Context is a material to work with.
Our memories of particular types of form and their relationship to place can make for architecture dissonance and resonance.
Working with the public realm, moments can be found where the prosaic requirements of a bridge are recognised as a mechanism to frame civic space.
One building for work, another for the weekend – both seek to transform and amplify a material condition.
The words above have been lifted from John Wardle Architect’s recent monograph ‘This Building Likes Me‘. The book assembles thirty-six JWA projects as pairs, documented through photographs, drawings and models. The relationships between these pairs are sometimes obvious and sometimes obscure. It is also littered with short critical essays and reflections on contemporary architectural processes, preoccupations and projects…
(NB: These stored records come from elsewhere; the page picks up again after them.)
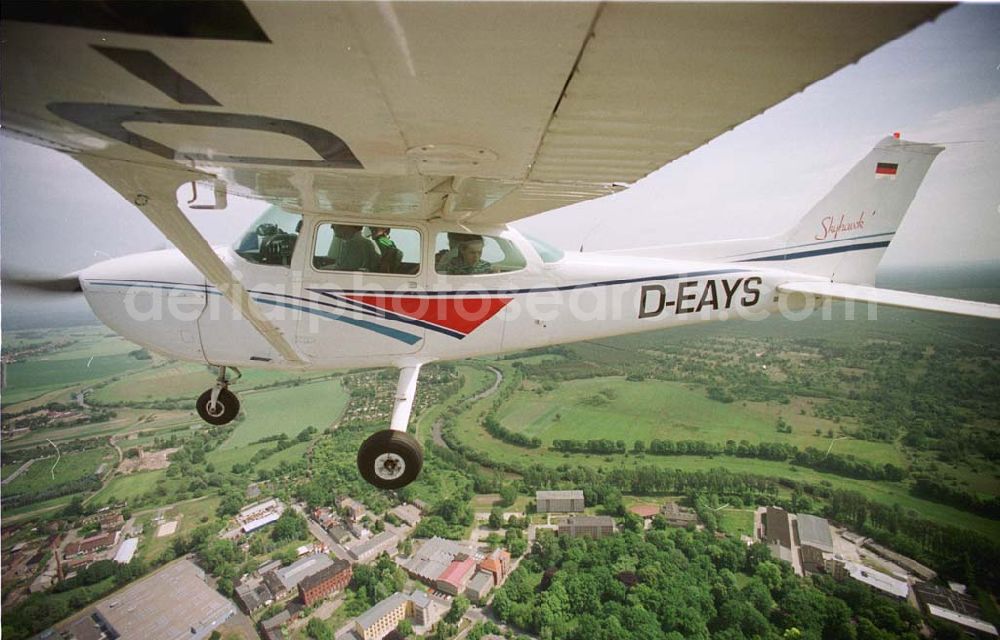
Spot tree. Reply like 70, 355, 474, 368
489, 508, 504, 529
306, 617, 333, 640
445, 595, 470, 623
499, 483, 518, 507
396, 619, 413, 637
271, 509, 308, 542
The book has been extended from the page to the physical space with an exhibition called ‘Coincidences’. It is an interrogation into the boundaries between public and private spaces. Can a foyer have the intimacy of a living room? How might a house have the civic atmosphere of a university hall? These are questions we like.
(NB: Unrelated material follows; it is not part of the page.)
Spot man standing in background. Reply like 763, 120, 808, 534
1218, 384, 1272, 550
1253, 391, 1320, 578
This interrogation has been carried out by a number of prominent architectural photographers – Sharyn Cairns, Erieta Attali, Sam Noonan, Kristoffer Paulsen, Brett Boardman, Earl Carter, Peter Hyatt, Dianna Snape, Peter Bennett, John Gollings, Shannon McGrath, Trevor Mein, Max Creasy and artist, Peter Kennedy.
The photographers each visited two JWA buildings and took a single image of each site. The images are presented as a pair; thus drawing out points of commonality, ‘coincidences’, across seemingly unconnected architectural contexts.
We are presenting ‘Coincidences’ at the Nishi Gallery as part of our ongoing study of public and private realms and the ephemeral borders that connect and divide them.